Analyzing the customer dataset provided by ABC Multinational Bank to highlight any trends in the data and provide insights.
We have been provided a dataset in .csv(Comma Separated Value) format, containing 10,000 customers from the bank and each customer has the following attributes;
library(readr)
library(janitor)
library(tidyr)
library(dplyr)
library(corrplot)
library(ggplot2)
library(forcats)
library(scales)
Now that the environment has been prepared and the necessary packages loaded, the data is imported into the customer dataset below;
customer <- read.csv("Bank Customer Churn Prediction.csv")
We then proceed to explore the data to get a grasp of it;
str(customer)
## 'data.frame': 10000 obs. of 12 variables:
## $ customer_id : int 15634602 15647311 15619304 15701354 15737888 15574012 15592531 15656148 15792365 15592389 ...
## $ credit_score : int 619 608 502 699 850 645 822 376 501 684 ...
## $ country : chr "France" "Spain" "France" "France" ...
## $ gender : chr "Female" "Female" "Female" "Female" ...

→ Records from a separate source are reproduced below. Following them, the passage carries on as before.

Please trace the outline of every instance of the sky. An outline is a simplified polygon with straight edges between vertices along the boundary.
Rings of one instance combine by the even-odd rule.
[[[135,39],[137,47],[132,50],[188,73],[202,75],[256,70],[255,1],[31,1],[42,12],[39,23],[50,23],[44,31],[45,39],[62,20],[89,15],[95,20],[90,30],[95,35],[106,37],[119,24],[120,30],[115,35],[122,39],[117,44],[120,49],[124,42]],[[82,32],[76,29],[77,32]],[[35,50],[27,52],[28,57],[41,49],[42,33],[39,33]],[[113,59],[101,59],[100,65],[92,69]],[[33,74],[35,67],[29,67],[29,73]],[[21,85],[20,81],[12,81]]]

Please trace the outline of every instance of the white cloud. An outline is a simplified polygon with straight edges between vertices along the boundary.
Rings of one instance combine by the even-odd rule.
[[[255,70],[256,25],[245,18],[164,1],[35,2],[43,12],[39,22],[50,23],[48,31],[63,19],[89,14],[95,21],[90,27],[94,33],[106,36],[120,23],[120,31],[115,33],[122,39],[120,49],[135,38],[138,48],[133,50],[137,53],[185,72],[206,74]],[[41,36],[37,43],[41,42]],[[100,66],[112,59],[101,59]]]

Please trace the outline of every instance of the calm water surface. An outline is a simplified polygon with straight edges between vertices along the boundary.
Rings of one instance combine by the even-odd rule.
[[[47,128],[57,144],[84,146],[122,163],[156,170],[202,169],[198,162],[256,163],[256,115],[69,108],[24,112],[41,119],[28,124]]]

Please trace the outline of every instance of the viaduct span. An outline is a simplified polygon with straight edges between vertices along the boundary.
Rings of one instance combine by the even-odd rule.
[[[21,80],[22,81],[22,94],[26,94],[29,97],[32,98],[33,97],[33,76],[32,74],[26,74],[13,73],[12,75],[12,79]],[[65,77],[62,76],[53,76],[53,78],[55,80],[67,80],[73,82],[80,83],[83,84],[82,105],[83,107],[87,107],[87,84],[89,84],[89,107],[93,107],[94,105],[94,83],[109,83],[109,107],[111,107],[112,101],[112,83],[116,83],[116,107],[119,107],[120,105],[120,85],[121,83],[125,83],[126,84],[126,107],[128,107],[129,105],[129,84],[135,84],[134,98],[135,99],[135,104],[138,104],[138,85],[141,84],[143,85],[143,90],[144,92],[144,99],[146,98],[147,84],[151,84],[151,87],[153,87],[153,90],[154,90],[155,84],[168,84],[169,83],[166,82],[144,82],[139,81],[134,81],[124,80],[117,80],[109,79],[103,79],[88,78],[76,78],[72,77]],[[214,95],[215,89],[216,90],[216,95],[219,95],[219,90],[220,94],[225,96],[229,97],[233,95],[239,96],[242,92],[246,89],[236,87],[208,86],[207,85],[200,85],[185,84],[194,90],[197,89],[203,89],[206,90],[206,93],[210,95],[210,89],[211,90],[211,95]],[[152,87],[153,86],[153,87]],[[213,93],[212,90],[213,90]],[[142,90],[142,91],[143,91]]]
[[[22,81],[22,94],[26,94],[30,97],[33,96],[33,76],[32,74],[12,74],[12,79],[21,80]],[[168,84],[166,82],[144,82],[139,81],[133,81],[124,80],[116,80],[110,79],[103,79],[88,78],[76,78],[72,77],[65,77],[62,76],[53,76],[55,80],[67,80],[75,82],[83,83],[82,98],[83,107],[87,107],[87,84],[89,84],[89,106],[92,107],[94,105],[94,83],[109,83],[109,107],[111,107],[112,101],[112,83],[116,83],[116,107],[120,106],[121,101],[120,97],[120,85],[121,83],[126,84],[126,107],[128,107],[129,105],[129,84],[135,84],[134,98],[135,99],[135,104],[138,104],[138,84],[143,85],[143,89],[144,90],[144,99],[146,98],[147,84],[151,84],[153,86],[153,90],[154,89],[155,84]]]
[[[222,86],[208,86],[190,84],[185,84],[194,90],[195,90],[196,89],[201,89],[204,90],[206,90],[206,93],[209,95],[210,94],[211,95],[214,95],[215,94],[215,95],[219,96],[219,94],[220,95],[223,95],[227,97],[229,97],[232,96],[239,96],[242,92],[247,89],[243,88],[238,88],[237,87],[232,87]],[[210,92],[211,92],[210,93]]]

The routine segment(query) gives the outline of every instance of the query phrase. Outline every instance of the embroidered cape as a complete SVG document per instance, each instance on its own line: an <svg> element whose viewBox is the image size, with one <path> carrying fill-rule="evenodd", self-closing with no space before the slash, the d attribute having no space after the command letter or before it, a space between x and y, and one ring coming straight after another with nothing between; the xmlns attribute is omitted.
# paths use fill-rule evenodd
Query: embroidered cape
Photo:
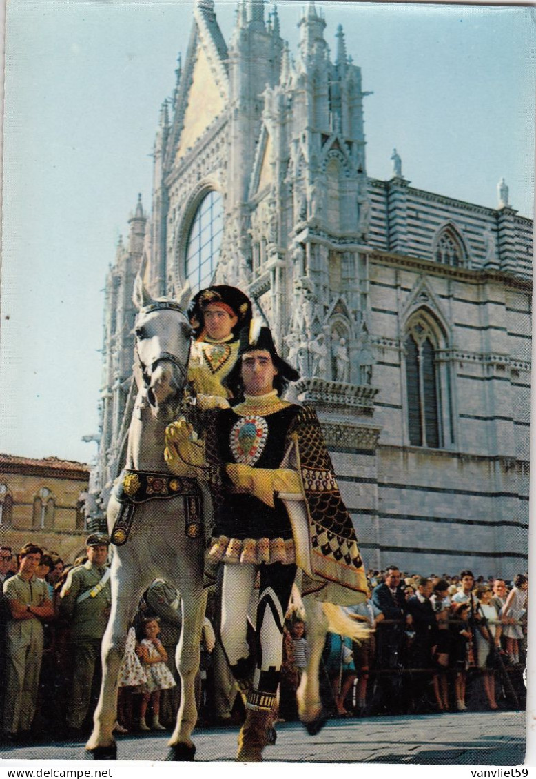
<svg viewBox="0 0 536 779"><path fill-rule="evenodd" d="M217 413L217 412L216 412ZM217 459L216 416L209 414L206 428L206 476L216 506L222 503L229 481L225 464ZM295 467L302 497L283 493L295 545L296 562L306 574L304 592L321 601L350 605L366 598L363 562L351 517L343 502L331 459L315 411L300 409L287 432L287 454L281 466Z"/></svg>

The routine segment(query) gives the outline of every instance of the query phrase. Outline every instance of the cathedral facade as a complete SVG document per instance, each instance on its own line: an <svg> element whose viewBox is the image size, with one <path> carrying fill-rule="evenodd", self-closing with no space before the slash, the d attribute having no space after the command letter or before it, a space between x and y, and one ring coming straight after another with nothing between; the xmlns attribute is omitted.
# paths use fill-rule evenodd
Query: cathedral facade
<svg viewBox="0 0 536 779"><path fill-rule="evenodd" d="M336 12L333 10L333 12ZM291 55L240 0L226 42L197 0L154 145L153 200L107 280L93 521L129 414L133 279L153 295L235 284L301 374L365 566L527 569L532 222L365 165L360 68L309 2ZM126 414L125 414L126 411ZM104 492L103 492L104 491ZM99 506L99 501L100 506Z"/></svg>

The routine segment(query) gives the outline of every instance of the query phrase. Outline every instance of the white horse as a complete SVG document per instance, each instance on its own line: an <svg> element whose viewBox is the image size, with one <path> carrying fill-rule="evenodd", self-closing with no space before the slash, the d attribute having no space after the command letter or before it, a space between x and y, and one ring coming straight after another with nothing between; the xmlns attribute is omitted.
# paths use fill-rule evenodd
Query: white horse
<svg viewBox="0 0 536 779"><path fill-rule="evenodd" d="M191 327L183 307L190 290L184 291L178 302L153 300L144 287L142 273L143 270L133 294L138 308L138 394L125 471L119 480L122 494L112 492L107 514L110 534L115 528L116 540L124 543L112 547L111 612L102 642L102 685L86 749L96 760L116 757L112 731L117 680L129 625L143 593L154 579L161 577L176 587L182 605L182 630L175 654L181 703L167 759L193 760L196 748L190 735L197 719L194 681L206 600L203 589L202 506L195 493L201 491L205 510L210 496L195 479L171 477L164 460L166 425L178 415L186 381Z"/></svg>
<svg viewBox="0 0 536 779"><path fill-rule="evenodd" d="M181 703L167 760L192 760L196 752L190 738L197 720L194 681L199 665L206 597L203 588L204 533L198 532L200 506L195 503L195 489L189 481L199 485L196 489L202 493L206 513L211 503L207 488L202 479L194 479L193 471L190 480L175 478L164 459L166 425L179 414L186 381L191 328L183 307L189 294L189 289L185 290L179 302L153 300L144 287L143 269L135 282L138 393L129 431L125 469L119 479L122 490L118 495L112 492L108 507L108 530L120 545L113 547L111 612L102 642L102 685L93 732L86 745L88 756L95 760L117 756L113 728L119 666L139 598L157 577L176 587L182 604L182 629L175 654ZM295 496L288 498L287 509L295 512L292 499ZM196 517L192 510L194 515L197 511ZM298 693L298 708L300 719L313 734L327 719L319 688L327 630L354 639L362 638L365 632L338 606L320 603L313 595L305 596L303 603L311 652Z"/></svg>

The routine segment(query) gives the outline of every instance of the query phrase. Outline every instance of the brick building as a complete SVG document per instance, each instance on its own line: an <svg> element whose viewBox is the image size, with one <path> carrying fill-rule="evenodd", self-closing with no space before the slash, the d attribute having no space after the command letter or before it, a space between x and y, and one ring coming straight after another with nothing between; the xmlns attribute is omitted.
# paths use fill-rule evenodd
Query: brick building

## $ age : int 42 41 42 39 43 44 50 29 44 27 ...
## $ tenure : int 2 1 8 1 2 8 7 4 4 2 ...
## $ balance : num 0 83808 159661 0 125511 ...
## $ products_number : int 1 1 3 2 1 2 2 4 2 1 ...
## $ credit_card : int 1 0 1 0 1 1 1 1 0 1 ...
## $ active_member : int 1 1 0 0 1 0 1 0 1 1 ...
## $ estimated_salary: num 101349 112543 113932 93827 79084 ...
## $ churn : int 1 0 1 0 0 1 0 1 0 0 ...
head(customer)
## customer_id credit_score country gender age tenure balance products_number
## 1 15634602 619 France Female 42 2 0.00 1
## 2 15647311 608 Spain Female 41 1 83807.86 1
## 3 15619304 502 France Female 42 8 159660.80 3
## 4 15701354 699 France Female 39 1 0.00 2
## 5 15737888 850 Spain Female 43 2 125510.82 1
## 6 15574012 645 Spain Male 44 8 113755.78 2
## credit_card active_member estimated_salary churn
## 1 1 1 101348.88 1
## 2 0 1 112542.58 0
## 3 1 0 113931.57 1
## 4 0 0 93826.63 0
## 5 1 1 79084.10 0
## 6 1 0 149756.71 1
NOTE: The credit card, active member and churn attributes contain Boolean values depicting True(1) and False(0)
The first step we take is to query the data to check if there are duplicate customers; using the customer_id as that is unique to each customer.
#Check for duplicates
get_dupes(customer, customer_id)
## No duplicate combinations found of: customer_id
There are no duplicates in the data. Hence, we proceed to alter the Boolean values to be more accessible and readable;
#Changing the datatype from Integers to Characters
customer$churn <- as.character(customer$churn)
customer$active_member <- as.character(customer$active_member)
customer$credit_card <- as.character(customer$credit_card)
#Converting the Boolean values to the desired values
customer_updated <- customer %>% mutate(credit_card = credit_card) %>%
mutate(credit_card = fct_recode(credit_card, "Credit Card" = "1", "No-Credit card" = "0"), active_member = fct_recode(active_member, "Active" = "1", "Inactive" = "0"), churn = fct_recode(churn, "Churned" = "1", "Retained" = "0"))
head(customer_updated)
Finally, we remove the Customer Id and the other character datatypes from the dataset to create a table that we can use to check for correlation afterwards;
#Churned customers dataset separated
customer_churned <- customer_updated %>%
filter(churn == "Churned")
#Drop columns from the dataset
drop<- c("customer_id","country","gender","active_member","churn","credit_card")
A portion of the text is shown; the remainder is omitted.